The temptation here is to squeeze the phrase in 437 times. 15 years ago that would have worked. But Google is smarter than it used to be. This practice is called keyword stuffing, and doing it could actually hurt your entire band website’s SEO.  The most important thing is that you develop copy for the page that matches what a user who searched using the targeted keyword would be looking for. 

4. Remember META Matters 
Ever heard of META data? I have. So I am actually probably a bigger nerd than you are. There are really two components of META data that matter: page title and page description. Go to Google. Search for anything. Every search result will have a blue line of text that is clickable. That’s the page title. Then, there will be a line below it with the web address of the page. Below that, you will find a description of what’s on that page. That is the page description. See below: 

These two are both important, for different reasons. Your page title is the most important piece of text you write for each page. It should contain your targeted keywords. It also is the part users scan when they scroll through their search results. It’s your digital first impression. The page description doesn’t need to contain keywords, but should be written in a way that entices the user to choose to click your link. 

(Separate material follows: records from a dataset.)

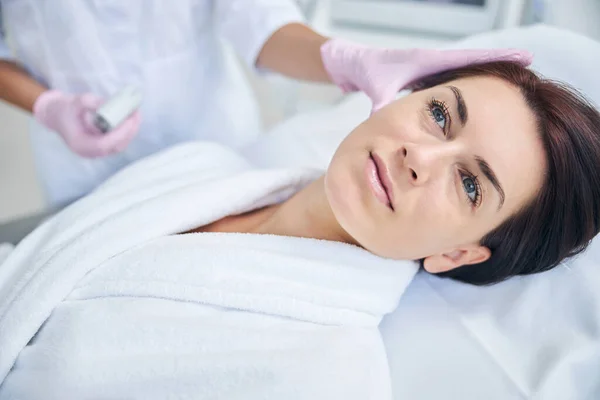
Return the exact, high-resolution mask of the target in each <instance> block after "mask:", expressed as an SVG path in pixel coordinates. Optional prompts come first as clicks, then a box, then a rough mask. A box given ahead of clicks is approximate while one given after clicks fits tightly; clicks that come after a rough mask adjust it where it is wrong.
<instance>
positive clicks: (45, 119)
mask: <svg viewBox="0 0 600 400" xmlns="http://www.w3.org/2000/svg"><path fill="white" fill-rule="evenodd" d="M63 96H64V94H63V93H62V92H60V91H58V90H46V91H45V92H43V93H42V94H40V95H39V96H38V98H37V99H36V100H35V102H34V103H33V109H32V111H33V116H34V117H35V119H36V120H37V121H38V122H42V123H43V122H44V121H45V120H46V117H47V116H46V114H47V111H46V110H47V109H48V105H49V104H51V103H52V102H53V101H55V100H56V99H58V98H61V97H63Z"/></svg>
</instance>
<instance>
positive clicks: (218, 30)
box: [0, 0, 302, 206]
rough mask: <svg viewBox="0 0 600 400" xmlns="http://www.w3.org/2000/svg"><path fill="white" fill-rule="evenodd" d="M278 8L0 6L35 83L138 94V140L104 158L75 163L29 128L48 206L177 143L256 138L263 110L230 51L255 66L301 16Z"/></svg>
mask: <svg viewBox="0 0 600 400" xmlns="http://www.w3.org/2000/svg"><path fill="white" fill-rule="evenodd" d="M276 3H277V4H275V2H274V1H272V0H177V1H171V0H128V1H97V0H77V1H72V0H53V1H50V2H48V1H46V0H0V7H1V11H2V16H3V20H4V27H5V28H6V30H7V31H8V33H9V35H10V37H11V39H12V40H11V44H13V45H14V53H15V54H14V55H15V57H16V59H17V60H18V61H19V62H20V63H21V64H23V66H24V67H25V68H27V70H28V71H29V72H30V73H31V74H32V76H33V77H34V78H35V79H37V80H38V81H39V82H41V83H42V84H44V85H46V86H48V87H49V88H51V89H56V90H60V91H63V92H66V93H87V92H91V93H94V94H96V95H99V96H103V97H108V96H110V95H112V94H115V93H116V92H118V91H119V90H120V89H122V88H123V87H125V86H127V85H136V86H138V87H139V88H140V89H141V91H142V93H143V101H142V105H141V108H140V111H141V115H142V124H141V127H140V131H139V134H138V136H137V137H136V138H135V139H134V140H133V141H132V142H131V143H130V145H129V146H128V147H127V149H126V150H125V151H123V152H121V153H119V154H116V155H113V156H110V157H105V158H100V159H85V158H82V157H79V156H78V155H76V154H74V153H73V152H72V151H71V150H70V149H69V148H68V147H67V146H66V144H65V143H64V142H63V141H62V139H61V138H60V137H58V135H56V134H54V133H53V132H51V131H48V130H47V129H45V128H44V127H42V126H40V125H39V124H37V123H35V121H33V122H32V125H31V131H32V132H31V137H32V147H33V153H34V159H35V163H36V170H37V173H38V175H39V177H40V181H41V182H42V186H43V189H44V192H45V194H46V198H47V201H48V203H49V204H50V205H53V206H55V205H62V204H63V203H66V202H69V201H71V200H74V199H76V198H78V197H80V196H82V195H84V194H85V193H87V192H89V191H91V190H92V189H93V188H94V187H96V186H97V185H98V184H100V183H101V182H103V181H104V180H106V179H107V178H108V177H109V176H110V175H112V174H114V173H115V172H116V171H117V170H119V169H121V168H122V167H123V166H125V165H127V164H129V163H131V162H133V161H135V160H138V159H140V158H143V157H145V156H147V155H149V154H152V153H155V152H157V151H159V150H161V149H164V148H167V147H169V146H172V145H175V144H178V143H182V142H186V141H190V140H198V139H199V140H211V141H217V142H220V143H224V144H227V145H229V146H234V147H235V146H240V145H243V144H245V143H248V142H250V141H252V140H253V139H254V138H256V137H257V135H259V133H260V132H261V129H262V128H261V121H260V112H259V109H258V105H257V104H256V101H255V98H254V94H253V93H252V90H251V88H250V85H249V83H248V82H247V80H246V77H245V75H244V74H243V71H241V69H240V68H239V67H240V66H239V63H238V60H236V58H235V57H234V54H233V52H232V51H231V50H232V47H233V48H235V49H236V50H238V52H240V54H239V55H240V56H241V58H243V60H244V61H245V62H246V63H247V64H248V65H249V66H252V65H253V64H254V61H255V59H256V57H257V56H258V52H259V51H260V49H261V48H262V46H263V44H264V41H265V40H266V39H268V37H270V35H271V34H272V33H273V32H274V31H276V30H277V29H279V28H280V27H282V26H283V25H286V24H288V23H290V22H293V21H301V20H302V15H301V14H300V12H299V11H298V9H297V7H296V5H295V3H294V2H293V1H292V0H277V2H276ZM1 43H3V42H0V56H2V55H3V54H4V52H3V51H2V48H3V47H2V44H1ZM7 56H8V55H7ZM11 57H12V56H11Z"/></svg>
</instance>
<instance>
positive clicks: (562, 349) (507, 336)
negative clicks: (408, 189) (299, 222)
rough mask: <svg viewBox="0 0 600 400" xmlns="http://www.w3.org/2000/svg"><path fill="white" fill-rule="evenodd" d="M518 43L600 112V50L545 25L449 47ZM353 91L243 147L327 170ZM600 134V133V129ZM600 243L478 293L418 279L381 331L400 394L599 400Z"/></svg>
mask: <svg viewBox="0 0 600 400" xmlns="http://www.w3.org/2000/svg"><path fill="white" fill-rule="evenodd" d="M452 47H455V48H462V47H479V48H486V47H491V48H495V47H520V48H526V49H529V50H530V51H532V52H533V53H534V56H535V59H534V63H533V68H534V69H535V70H537V71H538V72H541V73H542V74H543V75H544V76H546V77H548V78H552V79H558V80H561V81H564V82H567V83H569V84H570V85H572V86H574V87H576V88H578V89H580V90H581V91H582V92H583V93H584V94H585V95H586V96H587V97H588V99H590V100H592V101H593V102H594V103H595V104H596V105H600V80H599V79H598V73H597V68H598V65H600V43H597V42H594V41H592V40H591V39H588V38H586V37H583V36H580V35H577V34H574V33H570V32H567V31H564V30H559V29H556V28H551V27H546V26H534V27H527V28H518V29H511V30H507V31H501V32H491V33H486V34H482V35H477V36H474V37H472V38H468V39H466V40H464V41H460V42H457V43H455V44H453V45H452ZM369 109H370V102H369V100H368V99H367V98H366V97H365V96H364V95H361V94H354V95H351V96H349V97H348V98H347V99H346V100H345V101H343V102H342V103H341V104H340V105H339V106H337V107H335V108H334V109H332V110H324V111H318V112H313V113H310V114H306V115H299V116H297V117H295V118H292V119H291V120H289V121H286V122H284V123H283V124H282V125H280V126H278V127H276V128H275V129H274V130H273V132H271V133H270V134H269V135H267V136H265V137H264V138H262V139H261V140H260V141H259V142H256V143H254V144H253V145H252V146H250V147H248V148H247V152H248V155H249V156H251V157H252V158H253V159H254V160H255V162H257V163H260V164H261V165H263V166H274V165H277V166H289V165H295V166H302V165H304V166H311V167H315V168H323V167H324V166H325V165H327V164H328V162H329V159H330V157H331V156H332V155H333V152H334V151H335V149H336V148H337V145H338V144H339V142H340V141H341V140H342V139H343V138H344V137H345V135H346V134H348V133H349V132H350V131H351V130H352V129H353V128H354V127H355V126H356V125H357V124H358V123H360V122H361V121H363V120H364V119H366V118H367V117H368V116H369ZM599 129H600V127H599ZM599 287H600V239H598V238H596V239H595V241H594V242H593V243H592V245H591V247H590V249H589V250H588V251H587V252H586V253H584V254H582V255H580V256H579V257H578V258H576V259H573V260H567V261H566V262H565V263H564V265H562V266H560V267H558V268H556V269H555V270H553V271H551V272H547V273H543V274H538V275H535V276H531V277H526V278H514V279H512V280H509V281H508V282H505V283H502V284H498V285H496V286H494V287H489V288H476V287H470V286H468V285H463V284H460V283H457V282H453V281H449V280H441V279H437V278H435V277H432V276H429V275H427V274H423V273H419V274H418V275H417V277H416V278H415V280H413V282H412V283H411V285H410V286H409V288H408V290H407V292H406V294H405V295H404V296H403V297H402V300H401V301H400V304H399V307H398V309H397V310H396V311H394V313H392V314H390V315H388V316H387V317H386V318H385V319H384V321H383V323H382V325H381V327H380V329H381V332H382V334H383V337H384V340H385V344H386V348H387V350H388V359H389V363H390V371H391V374H392V386H393V393H394V398H395V399H398V400H399V399H438V398H444V399H461V400H480V399H486V400H505V399H536V400H538V399H540V400H541V399H543V400H546V399H550V400H553V399H556V400H559V399H560V400H562V399H578V400H579V399H586V400H587V399H589V400H592V399H599V398H600V373H599V371H600V356H599V355H600V290H598V288H599Z"/></svg>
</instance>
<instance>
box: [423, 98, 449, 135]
mask: <svg viewBox="0 0 600 400" xmlns="http://www.w3.org/2000/svg"><path fill="white" fill-rule="evenodd" d="M436 108H439V109H440V110H442V113H443V114H444V118H445V119H446V126H445V127H444V129H442V127H440V129H442V132H443V133H444V136H448V133H449V132H450V126H451V125H452V117H451V116H450V111H449V109H448V105H447V104H446V102H444V101H440V100H438V99H436V98H435V97H432V98H431V99H430V100H429V103H428V104H427V111H428V112H429V116H430V117H431V118H432V119H433V122H434V123H435V124H436V125H437V121H436V120H435V115H434V114H433V110H434V109H436Z"/></svg>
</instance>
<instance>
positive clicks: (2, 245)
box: [0, 243, 15, 264]
mask: <svg viewBox="0 0 600 400" xmlns="http://www.w3.org/2000/svg"><path fill="white" fill-rule="evenodd" d="M14 248H15V246H13V245H12V244H10V243H0V264H2V263H3V262H4V260H6V259H7V258H8V256H9V255H10V253H12V251H13V249H14Z"/></svg>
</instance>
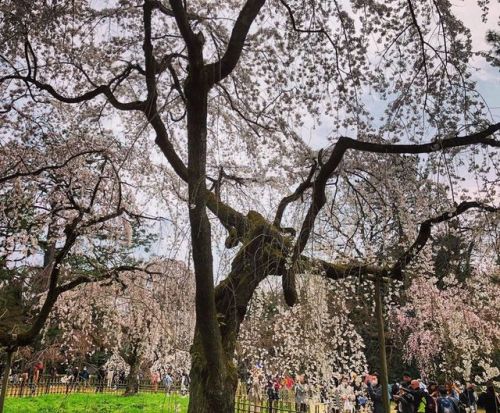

If somebody outside your band manages your website for you, they should be able to update your META data. If you manage your own website, hopefully your content management system allows you to control the META data for each page. If not, I encourage you to check out Bandzoogle

5. Specific is Terrific 
There are probably tons of keywords out there that you could rank for. But I would caution you to focus on the ones you should rank for. Know the goals of your website when you begin your keyword research. Think about people you want to attract, and focus your efforts on the keywords they would be using to search. Perhaps you could rank well for “Best blues band in Los Angeles” but that’s not going to do you much good if you live in Cleveland. 


This article just scratches the surface of the principles of SEO for musicians. If you want to learn more, there are a ton of resources out there. One of the best is Rand Fishkin’s Whiteboard Friday video series. SEO is a specialized skill, and one that can truly set your band apart on the web. Developing your skills in this niche can help you make your band more visible on the web.